Un auteur au CDI
M. MADAVANE arrive accompagné de M. GOVINDIN, professeur dans notre établissement et instigateur de l’invitation de cet auteur. Sa venue a lieu dans le cadre de l’opération menée par la documentaliste Mme GAUTHER, un auteur au CDI.
Après s’être présenté, M. MADAVANE répond aux questions de la classe de 1ere BAGO. Ces derniers ont étudié son recueil de nouvelles intitulé Mourir à Bénarès, et se sont intéressés plus particulièrement à la nouvelle, Un canot de papier sur le Gange. Grâce à l’habile mélange d’éléments issus du vécu de l’auteur, de la vérité de certains événements et de la fiction, cette nouvelle a permis aux élèves d’étudier la complexité du genre autobiographique.

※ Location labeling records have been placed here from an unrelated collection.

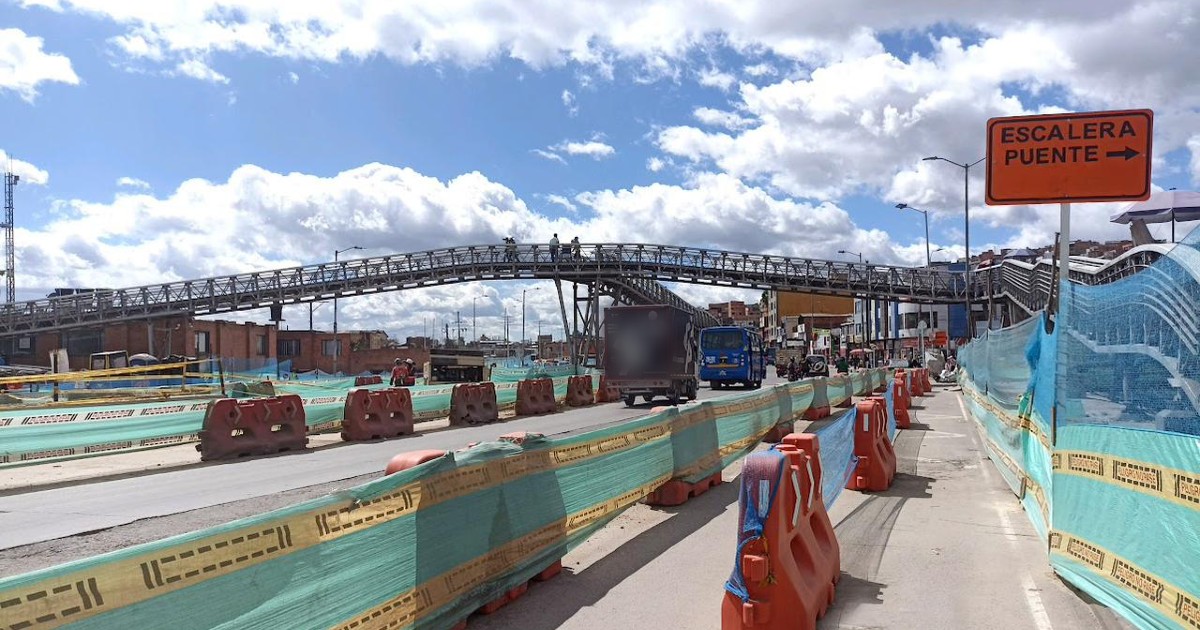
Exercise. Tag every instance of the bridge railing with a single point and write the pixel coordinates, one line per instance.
(649, 262)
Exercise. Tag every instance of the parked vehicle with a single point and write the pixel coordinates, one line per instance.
(730, 355)
(815, 365)
(651, 351)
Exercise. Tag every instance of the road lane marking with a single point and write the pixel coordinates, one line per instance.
(1037, 609)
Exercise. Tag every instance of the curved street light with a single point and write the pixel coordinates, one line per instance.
(966, 237)
(337, 342)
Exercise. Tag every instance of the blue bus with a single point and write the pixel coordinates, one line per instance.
(732, 354)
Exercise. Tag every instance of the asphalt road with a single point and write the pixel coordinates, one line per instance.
(947, 547)
(46, 515)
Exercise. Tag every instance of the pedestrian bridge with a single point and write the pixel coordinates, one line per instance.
(629, 271)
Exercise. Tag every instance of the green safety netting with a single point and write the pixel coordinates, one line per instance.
(1096, 425)
(37, 436)
(420, 549)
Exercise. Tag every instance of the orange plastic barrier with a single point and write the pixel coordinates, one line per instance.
(579, 391)
(779, 431)
(900, 400)
(259, 426)
(876, 460)
(378, 414)
(473, 403)
(535, 397)
(606, 393)
(786, 571)
(411, 460)
(820, 406)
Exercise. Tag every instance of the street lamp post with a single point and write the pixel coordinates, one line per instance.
(474, 329)
(867, 306)
(929, 263)
(522, 322)
(337, 342)
(966, 228)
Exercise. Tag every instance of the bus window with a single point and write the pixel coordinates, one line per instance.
(723, 340)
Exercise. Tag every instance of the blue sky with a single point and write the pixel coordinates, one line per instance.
(841, 120)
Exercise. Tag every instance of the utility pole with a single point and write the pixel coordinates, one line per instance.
(10, 183)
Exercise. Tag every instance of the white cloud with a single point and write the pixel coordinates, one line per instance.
(199, 229)
(540, 33)
(29, 173)
(1194, 147)
(760, 70)
(570, 103)
(133, 183)
(715, 78)
(717, 118)
(594, 149)
(550, 155)
(199, 70)
(558, 199)
(24, 65)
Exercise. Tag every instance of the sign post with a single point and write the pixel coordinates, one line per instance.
(921, 333)
(1090, 156)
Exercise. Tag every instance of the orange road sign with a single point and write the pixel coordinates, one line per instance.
(1091, 156)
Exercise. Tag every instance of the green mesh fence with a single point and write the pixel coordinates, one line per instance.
(420, 549)
(1095, 425)
(39, 436)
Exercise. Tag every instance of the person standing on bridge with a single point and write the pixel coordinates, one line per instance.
(399, 375)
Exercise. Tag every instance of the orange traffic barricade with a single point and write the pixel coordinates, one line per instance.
(787, 561)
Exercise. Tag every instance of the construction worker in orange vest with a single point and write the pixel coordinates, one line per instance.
(400, 373)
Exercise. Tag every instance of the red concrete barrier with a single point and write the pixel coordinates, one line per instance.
(258, 426)
(378, 414)
(876, 460)
(473, 403)
(787, 558)
(778, 431)
(535, 397)
(579, 391)
(286, 423)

1 : où vivez- vous, êtes- vous marié, avez-vous des enfants ?
Je vis à New Delhi, je me suis marié une 1ere fois à 20 ans et j’ai divorcé. Nous avons eu une fille qui a 38 ans aujourd’hui et je me suis remarié à 41 ans et j’ai une seconde fille de 8 ans.
2 : Etes-vous Tamoul pratiquant ?
C’est amusant que vous parliez de pratiquant !! Le Tamoul est plus une langue et une culture qu’une religion. Je parle Tamoul couramment et dans ma famille plusieurs langues sont utilisées, c’est le mélange des cultures qui a donné plusieurs langues.

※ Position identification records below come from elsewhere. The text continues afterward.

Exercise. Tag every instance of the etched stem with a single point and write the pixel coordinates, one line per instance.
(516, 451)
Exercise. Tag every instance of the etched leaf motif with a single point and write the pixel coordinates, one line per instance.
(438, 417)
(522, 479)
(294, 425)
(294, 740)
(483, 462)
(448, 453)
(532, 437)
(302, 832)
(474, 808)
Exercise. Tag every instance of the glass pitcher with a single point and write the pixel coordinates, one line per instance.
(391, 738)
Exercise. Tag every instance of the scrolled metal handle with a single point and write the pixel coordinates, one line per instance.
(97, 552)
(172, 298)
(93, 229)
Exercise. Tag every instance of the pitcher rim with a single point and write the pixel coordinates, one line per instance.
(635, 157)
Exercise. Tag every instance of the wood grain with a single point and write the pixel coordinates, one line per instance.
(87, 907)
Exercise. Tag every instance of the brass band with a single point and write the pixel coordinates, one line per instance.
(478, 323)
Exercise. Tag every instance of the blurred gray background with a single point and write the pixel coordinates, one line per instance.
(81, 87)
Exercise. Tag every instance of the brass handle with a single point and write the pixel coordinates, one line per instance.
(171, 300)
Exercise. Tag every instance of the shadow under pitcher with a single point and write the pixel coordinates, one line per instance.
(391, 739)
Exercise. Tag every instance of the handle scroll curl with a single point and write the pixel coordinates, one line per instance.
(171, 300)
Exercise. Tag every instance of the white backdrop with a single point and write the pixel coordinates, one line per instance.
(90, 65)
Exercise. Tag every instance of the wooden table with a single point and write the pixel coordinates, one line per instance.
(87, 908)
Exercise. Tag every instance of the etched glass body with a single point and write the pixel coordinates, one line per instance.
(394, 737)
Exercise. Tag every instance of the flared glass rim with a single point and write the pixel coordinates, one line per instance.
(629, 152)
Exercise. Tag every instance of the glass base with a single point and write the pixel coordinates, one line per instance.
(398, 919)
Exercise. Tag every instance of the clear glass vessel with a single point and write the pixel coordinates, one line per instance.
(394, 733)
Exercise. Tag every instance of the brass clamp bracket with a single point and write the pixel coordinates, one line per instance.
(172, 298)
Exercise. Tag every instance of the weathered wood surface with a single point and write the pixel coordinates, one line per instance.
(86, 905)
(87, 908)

3 : Que pensez- vous du phénomène Bolliwood ?
Les films chantés font partis de notre culture mais au début de leur apparition, les gens n’étaient pas très favorables aux chants. Il existe de plus en plus en Inde, un cinéma parlé plus traditionnel qui met en avant de grands metteurs en scène. Moi-même, je dirige un troupe de théâtre dont les acteurs sont de plus en plus sollicités par le cinéma indien. J’ai un projet à long terme, d’oeuvre cinématographique qui relierait Madagascar, la Réunion et l’Inde. Je repère des lieux possibles à la Réunion.

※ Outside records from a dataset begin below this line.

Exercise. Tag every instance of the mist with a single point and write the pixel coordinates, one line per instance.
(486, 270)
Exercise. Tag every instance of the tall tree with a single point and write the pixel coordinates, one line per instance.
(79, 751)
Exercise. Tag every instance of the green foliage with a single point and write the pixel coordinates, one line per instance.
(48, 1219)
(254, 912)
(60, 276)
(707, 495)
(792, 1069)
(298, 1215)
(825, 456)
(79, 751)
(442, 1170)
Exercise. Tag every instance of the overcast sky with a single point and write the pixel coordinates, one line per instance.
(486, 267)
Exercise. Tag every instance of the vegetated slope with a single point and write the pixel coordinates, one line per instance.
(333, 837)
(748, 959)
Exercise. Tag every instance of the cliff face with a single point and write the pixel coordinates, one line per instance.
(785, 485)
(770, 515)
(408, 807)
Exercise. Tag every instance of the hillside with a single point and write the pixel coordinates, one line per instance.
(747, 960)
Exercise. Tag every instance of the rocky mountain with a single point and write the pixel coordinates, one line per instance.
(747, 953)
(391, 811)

4 : Cette nouvelle est-elle inspirée de votre enfance ?
Citez-moi les évènements dans la nouvelle qui vous ont fait se poser cette question.
– quand Fougère enfant est humilié par sa maîtresse devant ses camarades
Il était fréquent que les maîtres usent d’humiliations. Dans mon école, 2 maîtresses avaient l’habitude de plaquer dans le sable la tête des élèves récalcitrants et de leur frotter la joue contre le sable. Ce dernier s’engouffrait dans la bouche, et nous mangions littéralement du sable (l’auteur se souvient encore du nom de ses 2 maîtresses).
– quand Fougère est poussé par un élève français par-dessus le balcon et se blesse à la lèvre. L’élève incriminé est appelé
” l’Autre “. Pourquoi ne pas lui avoir donné de nom ?
Ce passage est vrai mais l’élève blessé c’était MOI (l’auteur nous montre sa blessure encore visible). Dans la nouvelle j’ai préféré attribuer cet événement à un autre car je n’aurais jamais osé parler de moi. J’ai modifié le lieu de l’événement : cela c’était passé à Saint Joseph de Cluny et à la suite de cette histoire mon père, qui était furieux, m’a retiré de cet établissement pour m’inscrire au Lycée Français. Quant à l’Autre, je ne me souviens tout simplement pas de son nom !!
– quand l’enfant meurt de faim et de soif, oublié et enfermé dans son école la veille des vacances
Ceci est un drame réel que m’a raconté ma sœur, institutrice en Inde
5 : quels étaient les rapports entre français, indiens et anglais ?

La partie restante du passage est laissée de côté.